His acts being seven ages. At first the infant,
Mewling and puking in the nurse's arms.
And then the whining school-boy, with his satchel
And shining morning face, creeping like snail
Unwillingly to school. And then the lover,
Sighing like furnace, with a woeful ballad
Made to his mistress’ eyebrow. Then a soldier,
Full of strange oaths and bearded like the pard,
Jealous in honour, sudden and quick in quarrel,
Seeking the bubble reputation
Even in the cannon’s mouth. And then the justice,
In fair round belly with good capon lined,
With eyes severe and beard of formal cut,
Full of wise saws and modern instances;
And so he plays his part. The sixth age shifts
Into the lean and slipper’d pantaloon,
With spectacles on nose and pouch on side,
His youthful hose, well saved, a world too wide
For his shrunk shank; and his big manly voice,
Turning again toward childish treble, pipes
And whistles in his sound. Last scene of all,
That ends this strange eventful history,
Is second childishness and mere oblivion,
Sans teeth, sans eyes, sans taste, sans everything.

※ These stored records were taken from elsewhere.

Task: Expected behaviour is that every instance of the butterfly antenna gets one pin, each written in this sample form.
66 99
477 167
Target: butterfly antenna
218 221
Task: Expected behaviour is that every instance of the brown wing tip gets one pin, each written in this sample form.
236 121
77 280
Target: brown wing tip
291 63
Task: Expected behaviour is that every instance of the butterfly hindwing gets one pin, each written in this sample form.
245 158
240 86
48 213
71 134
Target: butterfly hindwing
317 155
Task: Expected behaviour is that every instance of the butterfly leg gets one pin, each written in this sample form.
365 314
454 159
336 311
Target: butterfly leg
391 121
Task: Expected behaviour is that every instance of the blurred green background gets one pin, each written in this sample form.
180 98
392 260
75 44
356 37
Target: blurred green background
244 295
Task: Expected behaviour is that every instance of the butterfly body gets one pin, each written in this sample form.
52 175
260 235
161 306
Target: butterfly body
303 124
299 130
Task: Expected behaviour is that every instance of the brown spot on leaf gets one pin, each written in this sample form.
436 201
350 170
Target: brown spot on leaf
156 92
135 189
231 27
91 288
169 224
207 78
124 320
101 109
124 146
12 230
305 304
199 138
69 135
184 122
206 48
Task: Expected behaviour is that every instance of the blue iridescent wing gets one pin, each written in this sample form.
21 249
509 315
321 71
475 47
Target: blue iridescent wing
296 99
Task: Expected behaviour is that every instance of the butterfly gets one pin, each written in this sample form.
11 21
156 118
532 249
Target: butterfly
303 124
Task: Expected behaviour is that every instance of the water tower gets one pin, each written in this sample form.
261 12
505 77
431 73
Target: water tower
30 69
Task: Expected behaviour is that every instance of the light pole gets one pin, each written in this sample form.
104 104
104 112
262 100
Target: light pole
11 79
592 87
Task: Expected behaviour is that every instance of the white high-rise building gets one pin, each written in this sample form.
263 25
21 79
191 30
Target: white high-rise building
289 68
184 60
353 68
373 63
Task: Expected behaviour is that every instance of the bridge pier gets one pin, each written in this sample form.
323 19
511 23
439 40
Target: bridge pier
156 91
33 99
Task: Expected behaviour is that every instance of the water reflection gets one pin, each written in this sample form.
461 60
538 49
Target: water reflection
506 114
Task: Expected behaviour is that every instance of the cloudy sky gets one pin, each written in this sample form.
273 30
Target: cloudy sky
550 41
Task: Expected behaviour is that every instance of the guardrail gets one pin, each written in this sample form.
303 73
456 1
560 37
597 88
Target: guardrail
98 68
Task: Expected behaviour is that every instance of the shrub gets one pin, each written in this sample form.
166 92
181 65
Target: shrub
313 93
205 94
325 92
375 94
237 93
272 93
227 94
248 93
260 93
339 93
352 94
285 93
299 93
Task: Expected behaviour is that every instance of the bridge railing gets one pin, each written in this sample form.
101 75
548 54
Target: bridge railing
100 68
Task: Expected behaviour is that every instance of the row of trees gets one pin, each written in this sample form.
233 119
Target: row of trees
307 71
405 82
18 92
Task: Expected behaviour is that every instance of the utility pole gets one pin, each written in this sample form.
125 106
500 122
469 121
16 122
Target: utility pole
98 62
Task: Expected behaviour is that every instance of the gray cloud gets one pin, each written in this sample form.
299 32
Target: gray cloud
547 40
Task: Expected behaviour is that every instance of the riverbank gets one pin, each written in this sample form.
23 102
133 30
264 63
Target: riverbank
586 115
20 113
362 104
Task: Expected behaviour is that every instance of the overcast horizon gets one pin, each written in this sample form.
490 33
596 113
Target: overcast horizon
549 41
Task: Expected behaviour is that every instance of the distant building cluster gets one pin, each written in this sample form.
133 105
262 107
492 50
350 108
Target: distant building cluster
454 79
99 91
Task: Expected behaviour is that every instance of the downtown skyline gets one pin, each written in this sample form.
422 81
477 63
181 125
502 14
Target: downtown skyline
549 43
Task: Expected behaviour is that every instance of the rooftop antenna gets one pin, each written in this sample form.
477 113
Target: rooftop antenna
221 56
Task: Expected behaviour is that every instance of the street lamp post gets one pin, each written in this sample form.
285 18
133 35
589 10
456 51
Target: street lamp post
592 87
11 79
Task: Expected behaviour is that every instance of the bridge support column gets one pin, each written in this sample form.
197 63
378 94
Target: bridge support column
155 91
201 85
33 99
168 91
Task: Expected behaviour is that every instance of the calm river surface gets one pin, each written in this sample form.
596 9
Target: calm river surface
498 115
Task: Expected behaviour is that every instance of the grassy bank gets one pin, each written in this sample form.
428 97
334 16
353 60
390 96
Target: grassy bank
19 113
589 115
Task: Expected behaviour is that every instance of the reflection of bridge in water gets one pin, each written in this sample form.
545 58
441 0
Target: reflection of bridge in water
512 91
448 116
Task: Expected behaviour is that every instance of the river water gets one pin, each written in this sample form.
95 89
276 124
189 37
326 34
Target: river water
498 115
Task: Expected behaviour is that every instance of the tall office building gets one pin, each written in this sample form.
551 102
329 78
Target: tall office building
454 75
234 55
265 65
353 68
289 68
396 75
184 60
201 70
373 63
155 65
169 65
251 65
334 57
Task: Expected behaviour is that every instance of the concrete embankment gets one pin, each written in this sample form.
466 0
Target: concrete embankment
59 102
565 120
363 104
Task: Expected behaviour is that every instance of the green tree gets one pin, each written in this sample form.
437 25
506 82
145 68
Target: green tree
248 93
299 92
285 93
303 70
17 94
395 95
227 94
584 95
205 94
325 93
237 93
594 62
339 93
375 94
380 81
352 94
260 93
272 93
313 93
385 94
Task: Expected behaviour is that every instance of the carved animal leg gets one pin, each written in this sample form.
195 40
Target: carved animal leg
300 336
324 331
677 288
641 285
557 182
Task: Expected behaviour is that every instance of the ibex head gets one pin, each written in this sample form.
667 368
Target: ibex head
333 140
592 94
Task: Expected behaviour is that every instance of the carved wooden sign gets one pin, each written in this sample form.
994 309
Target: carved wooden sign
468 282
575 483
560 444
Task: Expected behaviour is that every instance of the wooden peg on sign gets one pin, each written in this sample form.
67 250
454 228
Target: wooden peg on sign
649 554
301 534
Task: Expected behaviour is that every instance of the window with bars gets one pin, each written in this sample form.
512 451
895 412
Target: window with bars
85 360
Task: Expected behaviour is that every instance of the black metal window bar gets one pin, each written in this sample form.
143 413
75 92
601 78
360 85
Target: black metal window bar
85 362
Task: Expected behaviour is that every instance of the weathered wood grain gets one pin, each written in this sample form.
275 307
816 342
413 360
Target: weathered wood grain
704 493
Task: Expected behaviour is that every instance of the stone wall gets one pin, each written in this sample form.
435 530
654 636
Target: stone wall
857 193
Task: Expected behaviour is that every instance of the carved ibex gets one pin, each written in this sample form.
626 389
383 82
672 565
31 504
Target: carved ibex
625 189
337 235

— by the reviewer, with apologies to Wm. Shakespeare

So, does the average Referee need Dynasty? It depends upon the level of play that you and your players want to engage in. Certainly, if Campaign play is the norm, then Dynasty offers much in the way of making a campaign richer. If it is one-two shots, then Dynasty offers little. I personally like Campaigns, as I like to be able to tell a story over a long period of time and Dynasty comes around and provides me with a nice set of tools to do so. As I said, in the introduction, I was lukewarm by the announcement of Dynasty but at the end I was blown away.

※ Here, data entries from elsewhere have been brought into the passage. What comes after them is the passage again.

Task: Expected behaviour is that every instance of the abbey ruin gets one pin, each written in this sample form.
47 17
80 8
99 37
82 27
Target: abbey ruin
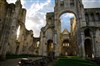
82 40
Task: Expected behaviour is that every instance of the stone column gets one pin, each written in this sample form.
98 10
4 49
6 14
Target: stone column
93 44
82 45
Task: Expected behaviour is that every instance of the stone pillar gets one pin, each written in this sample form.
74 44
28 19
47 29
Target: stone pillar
82 45
93 44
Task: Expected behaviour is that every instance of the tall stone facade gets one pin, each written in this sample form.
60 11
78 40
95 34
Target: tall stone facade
87 24
66 49
11 16
73 36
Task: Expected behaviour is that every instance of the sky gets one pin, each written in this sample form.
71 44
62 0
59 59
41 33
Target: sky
37 9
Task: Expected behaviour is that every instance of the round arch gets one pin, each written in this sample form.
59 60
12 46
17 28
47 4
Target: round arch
66 11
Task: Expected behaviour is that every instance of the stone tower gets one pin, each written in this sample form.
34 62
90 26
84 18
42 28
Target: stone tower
10 17
68 6
87 28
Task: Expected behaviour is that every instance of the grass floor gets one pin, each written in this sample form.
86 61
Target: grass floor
73 61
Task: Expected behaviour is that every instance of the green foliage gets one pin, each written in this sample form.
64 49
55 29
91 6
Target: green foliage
14 56
73 61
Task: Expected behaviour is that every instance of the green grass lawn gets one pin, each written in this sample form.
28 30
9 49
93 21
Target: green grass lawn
73 61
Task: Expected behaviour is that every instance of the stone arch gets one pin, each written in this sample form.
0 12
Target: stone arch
88 43
88 48
65 48
67 11
97 16
50 47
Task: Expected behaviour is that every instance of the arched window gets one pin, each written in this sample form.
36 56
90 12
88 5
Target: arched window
87 18
72 2
91 17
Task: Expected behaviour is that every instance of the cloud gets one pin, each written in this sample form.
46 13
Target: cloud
35 17
91 4
13 1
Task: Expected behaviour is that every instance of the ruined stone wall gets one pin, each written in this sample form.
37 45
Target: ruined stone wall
9 19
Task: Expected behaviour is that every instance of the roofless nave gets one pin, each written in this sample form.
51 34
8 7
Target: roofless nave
83 40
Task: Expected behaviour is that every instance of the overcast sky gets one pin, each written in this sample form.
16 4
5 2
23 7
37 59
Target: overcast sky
37 9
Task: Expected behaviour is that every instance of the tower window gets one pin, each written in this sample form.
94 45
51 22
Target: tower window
72 2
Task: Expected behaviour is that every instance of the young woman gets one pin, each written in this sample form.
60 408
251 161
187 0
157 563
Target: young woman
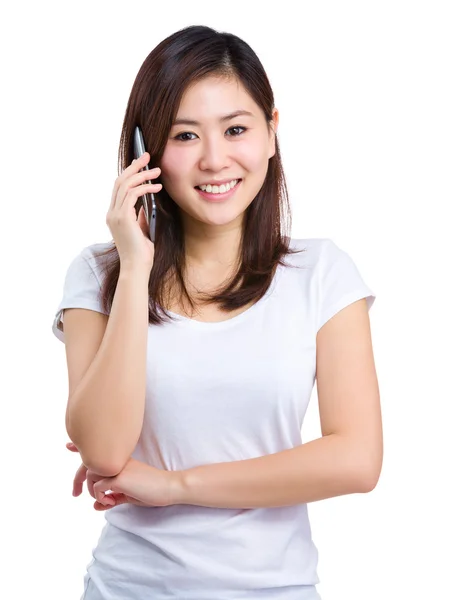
192 359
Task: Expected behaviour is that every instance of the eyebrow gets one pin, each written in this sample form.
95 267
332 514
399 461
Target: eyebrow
237 113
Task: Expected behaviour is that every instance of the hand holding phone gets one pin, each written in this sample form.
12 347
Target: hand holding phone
149 204
135 248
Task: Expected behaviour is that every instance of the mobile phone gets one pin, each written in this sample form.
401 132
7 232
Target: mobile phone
148 200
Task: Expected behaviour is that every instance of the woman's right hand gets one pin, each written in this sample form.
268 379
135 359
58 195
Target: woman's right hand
131 235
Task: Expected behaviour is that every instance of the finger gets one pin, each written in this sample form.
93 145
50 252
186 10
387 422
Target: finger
136 165
135 187
141 219
80 477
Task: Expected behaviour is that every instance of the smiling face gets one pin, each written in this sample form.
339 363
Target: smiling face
214 149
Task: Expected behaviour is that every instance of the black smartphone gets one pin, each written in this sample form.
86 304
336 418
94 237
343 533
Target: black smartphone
148 200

I really appreciate how easily Dynasty allows creating a simple SFRPG into a more nuanced and complex one without sacrificing any of the fun of the role playing aspect of Traveller. This supplement provides an easy rule set that makes that high level intrigue possible and painless to execute. But, as with all supplements of this nature (unless you’re one of those who does solo or very small group play) – it is important to role play the rolls. For this book, if it does have a weakness is that it is very heavy on the Tables & Charts aspect. A secondary weakness or strength (I know the Traveller community is divided on this one) is that it is not grounded in the Third Imperium – rather it is generic. I can see, how one can build the Third Imperium (or any other balkanized galactic polity) around this framework but first time Referees might find that task a little daunting. But, if you build it will be yours and YTUMV. My own view of the Third Imperium is that it is in constant flux. Dynasty provides me with the tools to maintain that flux, that said it might be better suited to Fading Suns or Twilight Imperium (both games colour MTU).

Art, of the little that exists (which is fine) is absolutely excellent. There could be more but that would probably up the price of the book and I should imagine as this type of high level play is not everyone’s “cup of tea”. I speculate that sales will be good but not excellent, as they would be for say something like Zhodani. Nevertheless, this book provides much in the way to think about for Traveller play and I strongly urge that all long time players/Referees who have a desire for campaigns to at least look at it. Maybe, your workarounds are better…however, maybe, you can learn something new just as I did and was surprised by what I learnt. Therefore, it is easy to say this book comes highly recommended to those who like High Level Play and those who still wish to live in a small ship universe will still find much to think about.